Ratepayers also paid for backup power; principally in the form of gas generation. The contracts that the Ontario Power Authority (OPA) negotiate with gas generators pay them for their backup (they are paid to be ready to produce when the wind isn’t) and that is about $15,000 per MW per month. That means that the 4.6 TWh that the wind generators produced generates payments to gas generation plants. For sitting around “at the ready” the gas plant operators received about $90 million for producing no power for the cost of that “clean” wind generation.
Not included in the foregoing is the cost to Ontario Power Generation (OPG) who are often told to “spill” cheap clean hydroelectric generation and receive no compensation. Unfortunately no information is available to calculate what that cost is, despite the efforts of the writer and other critics, but one must assume it would be significant. Likewise Bruce Power who operate “flexible” nuclear plants are forced to “steam off” or “steam bypass” nuclear production, and are paid for that lost production but the cost to the ratepayers is an unknown. The assumption is that it is a large amount. Additionally the cost of those transmission lines built by Hydro One to deliver that wind (and solar) power is a significant amount but again the costs related to wind production hookup and transmission is not quantifiable as Hydro One do not break down their capital costs to identify monies spent to hook up renewables. Nevertheless with annual capital expenditures of about $1.5 billion it is safe to assume the monies spent supporting the wind segment are significant.
So let’s look at some facts that we can point to:
- Wind supplied 4.6 TWh of Ontario’s total generation in 2012 which was 3% of total generation of 151.8 TWh supplied by all power operators.
- Ontario exported 14.6 TWh in 2012 or 3.2 times the power wind generated, meaning Ontario did not need this power.
- Wind required back-up generation (primarily gas) for the 71% of the time wind turbines produced zero (0) electricity and during the 29% of the time those gas plants sat idle they were paid $15,000 per MW/per Month (Net Revenue Requirement) meaning it cost Ontario ratepayers $90 million. NB: A 500 MW gas plant could have produced that 4.6 TWh but for sitting idle were paid $90 million (500 MW X $15,000 X 12 months = $90 million).

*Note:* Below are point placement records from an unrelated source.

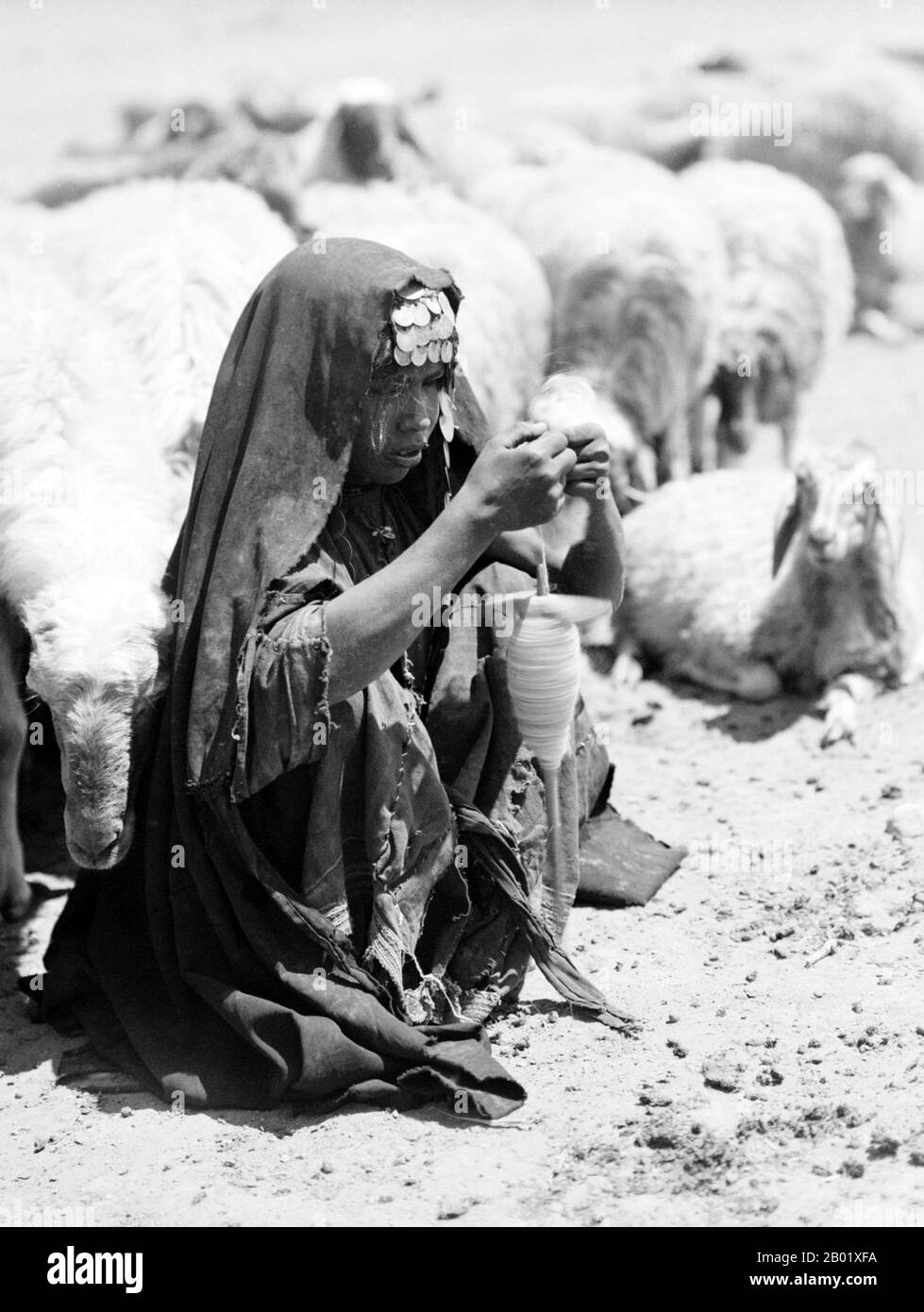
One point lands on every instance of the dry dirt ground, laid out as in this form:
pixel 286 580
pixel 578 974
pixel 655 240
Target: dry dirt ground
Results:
pixel 777 1077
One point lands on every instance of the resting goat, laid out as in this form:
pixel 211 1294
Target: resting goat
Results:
pixel 826 604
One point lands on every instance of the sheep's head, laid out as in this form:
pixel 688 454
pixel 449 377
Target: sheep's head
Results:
pixel 835 515
pixel 866 189
pixel 96 662
pixel 755 384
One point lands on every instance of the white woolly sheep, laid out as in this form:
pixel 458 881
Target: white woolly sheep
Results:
pixel 171 265
pixel 882 214
pixel 504 319
pixel 852 101
pixel 88 513
pixel 789 295
pixel 751 582
pixel 635 268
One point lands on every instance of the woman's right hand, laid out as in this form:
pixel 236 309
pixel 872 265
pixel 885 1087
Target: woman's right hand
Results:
pixel 518 478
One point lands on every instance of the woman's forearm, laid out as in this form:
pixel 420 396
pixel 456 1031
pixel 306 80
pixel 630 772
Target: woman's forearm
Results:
pixel 369 626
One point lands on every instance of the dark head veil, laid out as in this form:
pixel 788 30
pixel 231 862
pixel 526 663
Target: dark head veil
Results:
pixel 273 456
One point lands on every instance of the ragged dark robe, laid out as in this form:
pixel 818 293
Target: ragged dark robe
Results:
pixel 319 899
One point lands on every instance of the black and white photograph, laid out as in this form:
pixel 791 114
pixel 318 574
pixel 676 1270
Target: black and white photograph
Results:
pixel 462 623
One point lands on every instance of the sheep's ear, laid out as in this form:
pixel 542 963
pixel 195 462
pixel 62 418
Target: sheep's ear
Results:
pixel 788 524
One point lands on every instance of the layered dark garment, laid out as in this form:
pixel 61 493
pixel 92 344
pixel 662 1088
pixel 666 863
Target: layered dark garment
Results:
pixel 319 899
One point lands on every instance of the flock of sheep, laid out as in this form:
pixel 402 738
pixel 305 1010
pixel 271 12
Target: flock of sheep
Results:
pixel 676 288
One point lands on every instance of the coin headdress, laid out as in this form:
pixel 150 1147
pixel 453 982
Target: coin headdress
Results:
pixel 422 328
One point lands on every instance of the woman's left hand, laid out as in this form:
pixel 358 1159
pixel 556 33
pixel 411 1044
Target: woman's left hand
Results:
pixel 590 478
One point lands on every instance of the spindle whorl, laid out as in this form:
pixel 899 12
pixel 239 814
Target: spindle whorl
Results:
pixel 543 677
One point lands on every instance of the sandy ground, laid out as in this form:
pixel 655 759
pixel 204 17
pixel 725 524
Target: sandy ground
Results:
pixel 777 1077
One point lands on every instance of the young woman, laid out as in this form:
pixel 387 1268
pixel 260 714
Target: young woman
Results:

- The 4.6 TWh of electricity if provided by the coal generation plants could have produced the same power at a cost of $111 million (4.6 TWh X $24.1 million per TWh = $111 million) instead of the $614 million (4.6 TWh X $135 million per TWh) that the wind production cost.
- If the back-up gas generation costs of $90 million are added to the excess (over HOEP) costs of wind the total costs to the ratepayers in 2012 was $593 million or 9.2% of the total Global Adjustment (GA) pot of $6.455 billion which was $1.146 billion higher then the 2011 GA total.
To summarize; Ontario’s industrial wind turbines produced 3% of total generation and the bulk of that production was exported. The 3% it generated cost Ontario’s ratepayers 9.2% of the total Global Adjustment or $593 million. The $593 million in costs represents an increase of $130 per annum for the average Ontario ratepayer producing NO BENEFITS.
That $593 million found its way to ratepayers electricity bills and then became taxable with another $77 million removed from ratepayers pockets as taxes through the application of the HST.
The Liberals have managed, through their energy policies, a situation that will see the waste highlighted above, repeat itself again and again for the next 20 years or longer. It makes the scandals of e-health, Ornge and the gas plant moves look small in comparison.